Of my father-in-law’s children, his daughters were endlessly pleasant. Some were brighter than others, sharing Er’s same intelligence without the cruelty, and some were simple. Often, they gathered in my tent to watch me weave. They were my solace for Vashti and Jairus and Baruch. I clung to the girls as if they were my lifeline. I lived for their smiles and teasings and fumbling fingers. Of the daughters, Keturah was the oldest still in her father’s house. At twelve, she stood just to my shoulder and had a mind like the edge of a blade. She was beautiful, too, with almond eyes and soft, smooth skin the color of honey.

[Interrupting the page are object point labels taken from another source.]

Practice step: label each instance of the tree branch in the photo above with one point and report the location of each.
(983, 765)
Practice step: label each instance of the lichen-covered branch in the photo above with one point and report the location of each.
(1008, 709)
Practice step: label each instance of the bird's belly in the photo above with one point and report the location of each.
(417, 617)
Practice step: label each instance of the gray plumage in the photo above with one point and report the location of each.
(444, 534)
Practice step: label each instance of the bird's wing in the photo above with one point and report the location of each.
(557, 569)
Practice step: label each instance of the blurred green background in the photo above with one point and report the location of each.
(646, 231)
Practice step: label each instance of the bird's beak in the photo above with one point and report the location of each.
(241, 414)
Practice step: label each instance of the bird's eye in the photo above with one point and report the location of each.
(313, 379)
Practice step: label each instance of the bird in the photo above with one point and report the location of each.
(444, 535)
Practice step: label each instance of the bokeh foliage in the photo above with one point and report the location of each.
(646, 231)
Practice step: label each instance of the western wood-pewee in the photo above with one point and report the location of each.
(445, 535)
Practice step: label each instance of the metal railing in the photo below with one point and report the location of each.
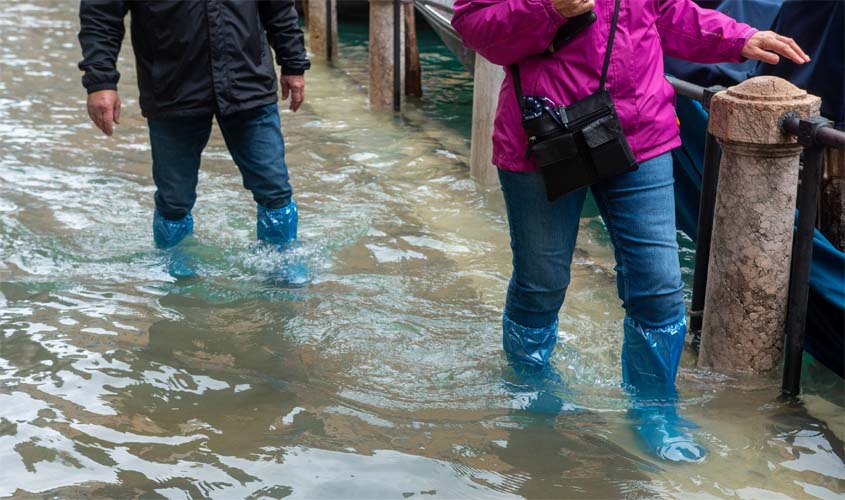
(815, 134)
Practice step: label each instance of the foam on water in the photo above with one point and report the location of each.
(383, 378)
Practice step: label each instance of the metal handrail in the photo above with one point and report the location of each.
(815, 134)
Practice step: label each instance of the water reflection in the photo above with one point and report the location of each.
(381, 380)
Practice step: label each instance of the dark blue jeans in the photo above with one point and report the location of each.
(254, 139)
(638, 209)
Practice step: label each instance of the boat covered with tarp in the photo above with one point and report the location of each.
(818, 27)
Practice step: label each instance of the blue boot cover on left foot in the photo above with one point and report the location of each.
(528, 349)
(168, 234)
(278, 226)
(537, 384)
(650, 359)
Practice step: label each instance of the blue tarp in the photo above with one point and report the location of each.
(813, 25)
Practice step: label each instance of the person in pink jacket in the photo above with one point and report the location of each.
(637, 207)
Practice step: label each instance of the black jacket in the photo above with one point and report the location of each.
(193, 56)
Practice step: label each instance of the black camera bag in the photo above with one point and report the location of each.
(589, 147)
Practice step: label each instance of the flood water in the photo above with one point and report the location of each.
(383, 379)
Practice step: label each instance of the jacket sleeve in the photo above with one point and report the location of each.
(700, 35)
(280, 20)
(505, 31)
(100, 36)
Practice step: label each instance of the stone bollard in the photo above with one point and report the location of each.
(748, 278)
(487, 80)
(318, 32)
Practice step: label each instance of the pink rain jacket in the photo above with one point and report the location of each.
(511, 31)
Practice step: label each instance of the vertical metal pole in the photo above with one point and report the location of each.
(802, 254)
(706, 206)
(329, 39)
(397, 59)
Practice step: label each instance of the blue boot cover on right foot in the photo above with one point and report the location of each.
(278, 226)
(168, 234)
(528, 349)
(650, 359)
(536, 383)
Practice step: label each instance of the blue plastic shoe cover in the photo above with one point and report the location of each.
(650, 359)
(665, 433)
(528, 349)
(278, 225)
(169, 233)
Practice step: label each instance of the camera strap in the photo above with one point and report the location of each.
(517, 82)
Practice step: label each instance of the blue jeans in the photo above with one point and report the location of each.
(254, 139)
(638, 209)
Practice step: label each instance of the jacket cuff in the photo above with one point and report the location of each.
(554, 16)
(738, 44)
(96, 87)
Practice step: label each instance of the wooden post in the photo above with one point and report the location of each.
(487, 81)
(319, 19)
(413, 71)
(748, 276)
(381, 56)
(832, 201)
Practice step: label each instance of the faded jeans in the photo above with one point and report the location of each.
(638, 209)
(254, 139)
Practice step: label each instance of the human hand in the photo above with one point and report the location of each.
(293, 86)
(766, 45)
(572, 8)
(104, 108)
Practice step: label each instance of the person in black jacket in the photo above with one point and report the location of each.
(196, 60)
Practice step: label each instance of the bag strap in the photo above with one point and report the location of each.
(610, 38)
(517, 82)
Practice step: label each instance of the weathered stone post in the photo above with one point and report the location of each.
(318, 32)
(748, 278)
(381, 50)
(487, 80)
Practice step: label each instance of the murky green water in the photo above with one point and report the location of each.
(380, 380)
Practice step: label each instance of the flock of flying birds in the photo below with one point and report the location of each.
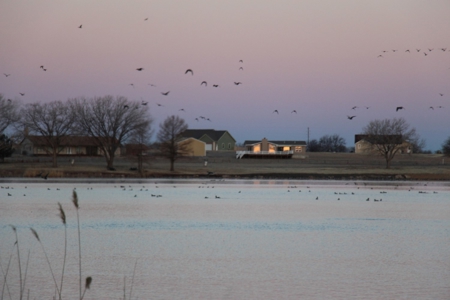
(425, 52)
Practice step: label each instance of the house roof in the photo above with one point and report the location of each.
(380, 139)
(277, 142)
(215, 135)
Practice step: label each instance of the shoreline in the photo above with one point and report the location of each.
(315, 166)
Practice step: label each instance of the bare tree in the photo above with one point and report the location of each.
(110, 121)
(332, 143)
(141, 139)
(9, 112)
(387, 137)
(6, 147)
(169, 135)
(52, 121)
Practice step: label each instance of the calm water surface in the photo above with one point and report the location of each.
(209, 239)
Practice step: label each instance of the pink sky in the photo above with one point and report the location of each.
(319, 58)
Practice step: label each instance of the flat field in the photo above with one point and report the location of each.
(225, 165)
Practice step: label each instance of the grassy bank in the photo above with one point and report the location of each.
(225, 165)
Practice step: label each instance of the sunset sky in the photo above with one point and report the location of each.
(319, 58)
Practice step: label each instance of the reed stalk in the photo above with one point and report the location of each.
(62, 215)
(18, 259)
(75, 203)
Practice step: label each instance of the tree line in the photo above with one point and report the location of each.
(110, 121)
(115, 121)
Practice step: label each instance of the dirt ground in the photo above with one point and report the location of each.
(225, 165)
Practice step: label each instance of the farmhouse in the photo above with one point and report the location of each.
(271, 149)
(192, 147)
(364, 146)
(215, 140)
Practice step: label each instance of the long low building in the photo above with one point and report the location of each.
(271, 149)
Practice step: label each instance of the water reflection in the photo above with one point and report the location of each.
(222, 239)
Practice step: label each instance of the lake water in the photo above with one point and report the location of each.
(230, 239)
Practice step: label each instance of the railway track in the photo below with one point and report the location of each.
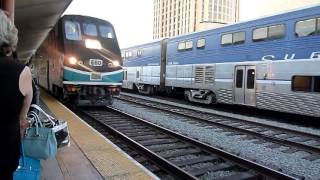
(294, 140)
(181, 156)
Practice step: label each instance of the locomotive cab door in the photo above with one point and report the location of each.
(244, 85)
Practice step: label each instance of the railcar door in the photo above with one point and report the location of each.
(244, 85)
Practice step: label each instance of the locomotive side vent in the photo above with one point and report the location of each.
(199, 74)
(209, 75)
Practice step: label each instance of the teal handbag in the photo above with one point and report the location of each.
(39, 142)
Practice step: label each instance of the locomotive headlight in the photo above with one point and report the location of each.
(115, 63)
(73, 60)
(93, 44)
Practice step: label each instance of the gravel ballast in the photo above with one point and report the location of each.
(274, 158)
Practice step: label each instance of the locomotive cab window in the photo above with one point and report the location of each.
(307, 27)
(72, 30)
(90, 29)
(106, 32)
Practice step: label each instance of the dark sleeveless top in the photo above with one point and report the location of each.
(11, 101)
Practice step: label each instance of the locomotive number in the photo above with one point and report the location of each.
(95, 62)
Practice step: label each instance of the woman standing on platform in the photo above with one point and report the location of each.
(15, 99)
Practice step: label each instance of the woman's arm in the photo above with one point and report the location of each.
(25, 86)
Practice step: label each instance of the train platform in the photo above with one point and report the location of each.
(90, 155)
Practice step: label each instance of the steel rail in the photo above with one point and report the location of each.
(265, 171)
(301, 146)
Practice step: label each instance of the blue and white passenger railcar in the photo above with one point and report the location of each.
(269, 63)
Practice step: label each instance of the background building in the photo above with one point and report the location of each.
(252, 9)
(176, 17)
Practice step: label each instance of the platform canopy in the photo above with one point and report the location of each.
(34, 19)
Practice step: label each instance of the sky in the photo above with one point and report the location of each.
(133, 19)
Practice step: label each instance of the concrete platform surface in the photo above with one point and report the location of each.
(91, 156)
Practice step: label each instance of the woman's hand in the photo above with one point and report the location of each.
(23, 126)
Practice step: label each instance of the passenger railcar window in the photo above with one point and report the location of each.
(260, 34)
(276, 32)
(302, 83)
(72, 30)
(306, 28)
(189, 45)
(239, 78)
(239, 37)
(106, 32)
(90, 29)
(318, 26)
(317, 84)
(250, 78)
(226, 39)
(201, 43)
(181, 46)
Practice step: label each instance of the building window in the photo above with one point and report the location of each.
(181, 46)
(268, 33)
(239, 37)
(185, 45)
(189, 45)
(201, 43)
(307, 27)
(234, 38)
(306, 83)
(139, 53)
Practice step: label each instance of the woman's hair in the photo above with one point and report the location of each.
(8, 33)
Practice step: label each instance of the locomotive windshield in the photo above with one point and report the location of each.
(106, 32)
(90, 29)
(72, 30)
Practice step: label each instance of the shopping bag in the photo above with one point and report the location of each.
(28, 169)
(59, 127)
(39, 142)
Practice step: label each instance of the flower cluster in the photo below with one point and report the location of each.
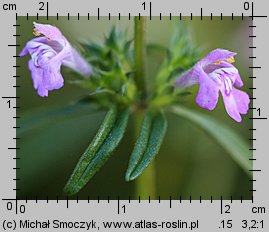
(48, 53)
(214, 73)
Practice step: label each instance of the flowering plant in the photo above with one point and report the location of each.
(113, 73)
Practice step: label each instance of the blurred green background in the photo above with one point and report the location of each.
(189, 163)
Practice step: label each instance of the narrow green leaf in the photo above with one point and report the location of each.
(149, 141)
(225, 136)
(94, 159)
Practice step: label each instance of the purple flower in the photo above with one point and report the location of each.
(48, 53)
(215, 73)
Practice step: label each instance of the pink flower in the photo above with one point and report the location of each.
(48, 53)
(215, 73)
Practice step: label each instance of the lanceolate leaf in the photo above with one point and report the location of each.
(225, 136)
(149, 141)
(91, 150)
(96, 156)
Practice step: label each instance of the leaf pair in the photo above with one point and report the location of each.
(149, 141)
(99, 151)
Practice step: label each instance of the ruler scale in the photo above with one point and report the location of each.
(186, 213)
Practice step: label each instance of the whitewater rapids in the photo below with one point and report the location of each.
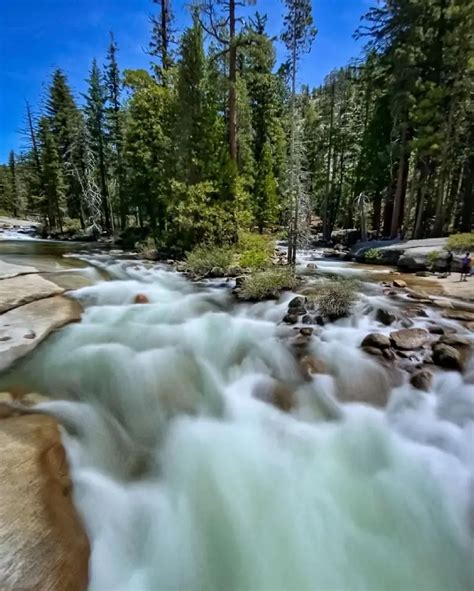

She was my first friend on those lonely days after coming to camp, welcoming me as a sister when the others were still wary. Elisheba, with her doe eyes and soft curls, reminded me of what Vashti would look like at ten, and Charis at six was everything I had hoped my own children would be, sweet and caring and gentle. Of their brothers, only young Shelah resembled his sisters. He was ten the winter of my first year, and had all the qualities his father possessed, with none of Er’s. Onan, though, two years Er’s junior, tried to emulate his brother rather than his father. I despised them both.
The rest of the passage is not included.